Mrs Fearns said: “Pre-school children have not been banned from the nativity but we have moved the time so that if children attend pre- school it may reduce the number of them attending our service.

“The reasons are so that background noise is reduced so that our children who have worked hard on their 2 minutes of fame in our service can be heard and so that the environment can be calm and quiet in order to promote a spiritual feeling.

“This was not the case for our recent harvest festival - when our guest of a Salvation Army Officer was drowned out by some of the pre-schoolers attending.

“If some parents will not take responsibility for their own children then I have to take steps to try and improve things for the majority as best I can.

“This decision was not taken lightly as we base our ethos on a family setting.”

Pupils at the school support the nativity time switch after they took part in the interrupted harvest festival.

Harvey Pyer, nine, said “I was disappointed because I had worked really hard to learn my lines and then I couldn't be heard.”

Elise Phillips,10, said “It would have been better if the parents had taken them out, but they didn't and they just ended up banging about at the back of the church.”

The nativity service starts at St Mary's Church on December 15 at 10.30am.

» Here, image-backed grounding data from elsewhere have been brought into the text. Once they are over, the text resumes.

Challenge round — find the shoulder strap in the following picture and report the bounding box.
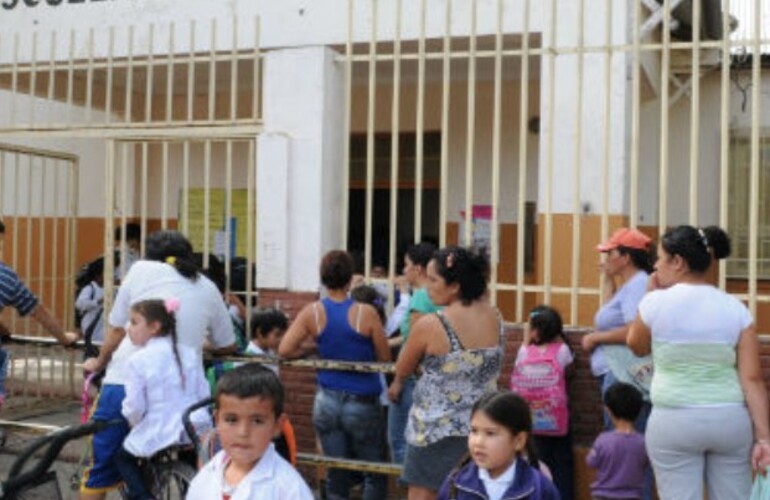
[496,309,505,346]
[313,302,321,335]
[355,304,363,331]
[435,311,463,351]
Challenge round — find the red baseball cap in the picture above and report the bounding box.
[596,228,652,252]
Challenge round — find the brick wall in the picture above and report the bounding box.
[268,289,770,498]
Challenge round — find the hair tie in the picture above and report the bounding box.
[165,256,176,266]
[697,228,709,249]
[164,297,181,313]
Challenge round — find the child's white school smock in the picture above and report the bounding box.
[186,445,315,500]
[121,335,210,457]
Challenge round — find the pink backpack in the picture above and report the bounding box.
[509,343,569,436]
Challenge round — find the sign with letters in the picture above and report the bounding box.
[2,0,113,10]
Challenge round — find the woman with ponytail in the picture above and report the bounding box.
[628,225,770,499]
[388,246,505,499]
[79,231,236,500]
[114,298,211,500]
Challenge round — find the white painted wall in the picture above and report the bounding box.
[0,0,546,63]
[636,69,770,226]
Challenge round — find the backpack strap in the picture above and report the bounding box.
[435,311,463,351]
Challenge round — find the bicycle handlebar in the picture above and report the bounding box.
[181,397,213,450]
[1,419,121,498]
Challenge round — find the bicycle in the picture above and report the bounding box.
[0,419,119,500]
[116,445,197,500]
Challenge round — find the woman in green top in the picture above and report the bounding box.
[628,225,770,500]
[387,242,440,465]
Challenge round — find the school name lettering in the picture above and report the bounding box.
[2,0,116,10]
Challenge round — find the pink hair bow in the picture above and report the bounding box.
[164,297,181,313]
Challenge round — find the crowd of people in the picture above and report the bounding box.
[1,221,770,500]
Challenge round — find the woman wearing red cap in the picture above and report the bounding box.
[582,228,655,497]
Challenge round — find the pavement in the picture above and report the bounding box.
[0,399,124,500]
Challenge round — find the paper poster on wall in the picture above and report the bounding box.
[179,188,252,259]
[459,204,493,252]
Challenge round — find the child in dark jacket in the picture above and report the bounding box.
[438,391,560,500]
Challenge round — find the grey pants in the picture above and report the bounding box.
[646,405,752,500]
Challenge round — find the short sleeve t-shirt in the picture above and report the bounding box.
[515,342,574,368]
[639,283,752,407]
[399,288,440,340]
[0,263,39,316]
[587,431,648,499]
[104,260,235,385]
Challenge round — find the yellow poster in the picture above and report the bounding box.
[179,188,252,259]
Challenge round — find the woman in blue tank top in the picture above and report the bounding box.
[279,250,391,500]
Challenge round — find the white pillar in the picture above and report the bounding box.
[257,46,345,292]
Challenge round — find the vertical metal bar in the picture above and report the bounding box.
[658,0,672,234]
[119,144,129,279]
[688,0,701,225]
[11,154,20,333]
[489,0,503,307]
[364,0,378,277]
[104,141,116,322]
[463,0,478,246]
[748,0,761,316]
[204,140,211,257]
[628,0,639,228]
[543,0,558,303]
[140,143,148,257]
[125,26,135,123]
[230,17,239,123]
[182,142,190,234]
[51,161,60,325]
[718,0,731,291]
[46,31,56,127]
[252,16,261,120]
[188,20,196,123]
[161,142,169,229]
[569,0,586,325]
[208,19,217,122]
[166,23,175,124]
[600,0,617,305]
[25,155,33,334]
[414,0,427,243]
[66,30,75,126]
[85,28,95,123]
[341,0,354,249]
[246,139,256,334]
[225,140,234,292]
[105,26,115,125]
[439,0,451,247]
[145,24,155,123]
[38,160,47,325]
[29,32,38,127]
[10,32,20,126]
[65,158,77,329]
[387,0,402,286]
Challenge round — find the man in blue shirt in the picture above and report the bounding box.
[0,220,79,411]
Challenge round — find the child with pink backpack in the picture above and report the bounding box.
[510,305,574,500]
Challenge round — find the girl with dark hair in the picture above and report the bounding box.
[437,391,559,500]
[389,246,504,500]
[628,225,770,499]
[79,230,236,500]
[114,298,210,500]
[279,250,391,500]
[510,305,574,500]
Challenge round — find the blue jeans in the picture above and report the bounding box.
[600,371,653,500]
[0,347,8,401]
[313,387,387,500]
[387,376,415,464]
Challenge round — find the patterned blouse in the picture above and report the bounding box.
[405,310,504,447]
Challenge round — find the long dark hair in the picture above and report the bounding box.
[130,299,185,387]
[529,305,571,353]
[144,231,200,281]
[447,391,538,498]
[660,225,730,273]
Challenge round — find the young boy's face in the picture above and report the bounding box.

Anyone who wants to attend will not be admitted before 10.25am.

In the last few years innocent Christmas celebrations have hit the national and regional headlines over rows of political correctness, banning cameras and stopping under 18s attending.

In December 2002 Homefield First School in Bradwell, near Great Yarmouth, sparked controversy after it banned cameras from its nativity play over child protection issues. The following year it ditched its nativity show for parents for a carol service.

In 2006 Knowland Grove Community School in Norwich decided to replace its traditional nativity with a multi cultural themed performance.

Last year King's Ford Infant School in Colchester, Essex, banned all under 18-year-olds from an evening nativity performance to stop pupils being distracted on stage.

And in 2008 a Nottingham junior school postponed its Christmas pantomime to make way for a celebration of the Muslin festival of Eid.

In 2005 a school in Harrow, north London scrapped its nativity for a festival of light seasonal celebration to recognise four major faiths.

The Red Cross banned Christmas nativity decorations from its UK charity shops in case they offended customers of other faiths in 2003.